Syllabus

Educational Objectives

This is a graduate-level course on the internals of database management systems. This course has a heavy emphasis on programming projects. There is also readings assigned for each class and a final exam. Upon successful completion of this course, the student should be able to:

  • Understand the state-of-the-art in implementation and design of single-node database management systems.
  • Interpret and critically analyze research papers on solving problems with data intensive workloads and applications.
  • Apply database concepts to solve high-velocity and high-volume data problems.
  • Be familiar with modern database system coding practices.

All programming projects will be completed in the Peloton database management system.

Grading Scheme

The final grade for the course will be based on the following weights:

Reading Assignments & Reviews

For each class, there is set of assigned readings. Each student is required to turn in a one paragraph synopsis of the mandatory paper (denoted by the symbol on the course schedule). Students are encouraged to peruse the supplemental readings to enhance their knowledge about a particular, but this not required and these papers will not be covered in the final exam. Students are allowed to miss reading review submissions for four classes during the semester. Late submissions will not be accepted without prior approval from the instructor.

Each review must include the following information:

  • An overview of the main idea and contributions (Two sentences).
  • What system was used in the implementation (One sentence).
  • The workloads that they used for their evaluation (One sentence).

Students will submit their synopsis using this Google Form before class begins. Late submissions will not be accepted.

WARNING: These reading reviews must be your own writing. You may not copy from the papers or other sources that you find on the web. Plagiarism will not be tolerated. See CMU's Policy on Academic Integrity for additional information.

Programming Project #1 — Hash Join Operator

The first programming assignment is to implement an in-memory hash join. This is a single-person project that will be completed individually (i.e., no groups). Students will be provided with instructions on what files to modify in the DBMS and test cases to evaluate their implementation. Grading will be based on both correctness and performance.

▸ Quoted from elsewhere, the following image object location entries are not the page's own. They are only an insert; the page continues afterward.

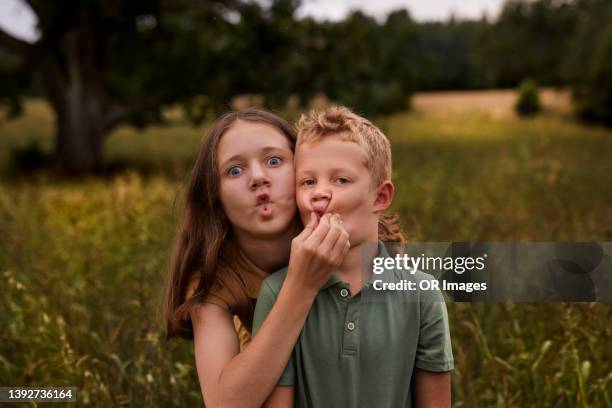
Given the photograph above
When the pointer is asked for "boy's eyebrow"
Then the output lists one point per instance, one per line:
(238, 156)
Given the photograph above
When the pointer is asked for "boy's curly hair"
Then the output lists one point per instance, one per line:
(354, 128)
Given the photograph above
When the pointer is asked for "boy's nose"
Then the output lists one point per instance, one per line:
(320, 206)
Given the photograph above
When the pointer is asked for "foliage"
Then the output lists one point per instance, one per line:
(82, 261)
(528, 101)
(589, 68)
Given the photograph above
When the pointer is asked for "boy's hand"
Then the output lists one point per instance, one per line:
(317, 252)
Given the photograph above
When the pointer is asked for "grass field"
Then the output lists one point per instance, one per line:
(82, 261)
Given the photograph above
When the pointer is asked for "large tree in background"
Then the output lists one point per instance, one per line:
(105, 62)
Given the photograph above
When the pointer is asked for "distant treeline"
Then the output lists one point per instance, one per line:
(103, 63)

Programming Project #2 — Concurrent Index

Students will organize into groups of three and implement a thread-safe, concurrent balanced tree index. Once again students will be provided with instructions on what files to modify in the DBMS and test cases to evaluate their implementation. Grading will be based on both correctness and performance.

Programming Project #3 — Group Project

The main component of this course will be the final group project. Students will organize into groups and choose to implement a project that is (1) relevant to the materials discussed in class, (2) requires a significant programming effort from all team members, and (3) unique (i.e., two groups may not choose the same project topic). The projects will vary in both scope and topic, but they must satisfy this criteria. We will discuss this more in depth during class, though students are encouraged to begin to think about projects that interest them early on. If a group is unable to come up with their own project idea, the instructor will provide suggestions on interesting topics.

Final Exam

There will be a written exam in the last class at the end of the semester. The exam will be long-from questions based on the mandatory readings and topics discussed in class. It will be closed notes.

It's going to be raw, son.

Extra Credit

The Carnegie Mellon Database Research Group is writing an on-line encyclopedia of database management systems (both commericial and academic). Each student can earn extra credit if they write an article for one DBMS. The article must be high-quality with proper citations and attributions.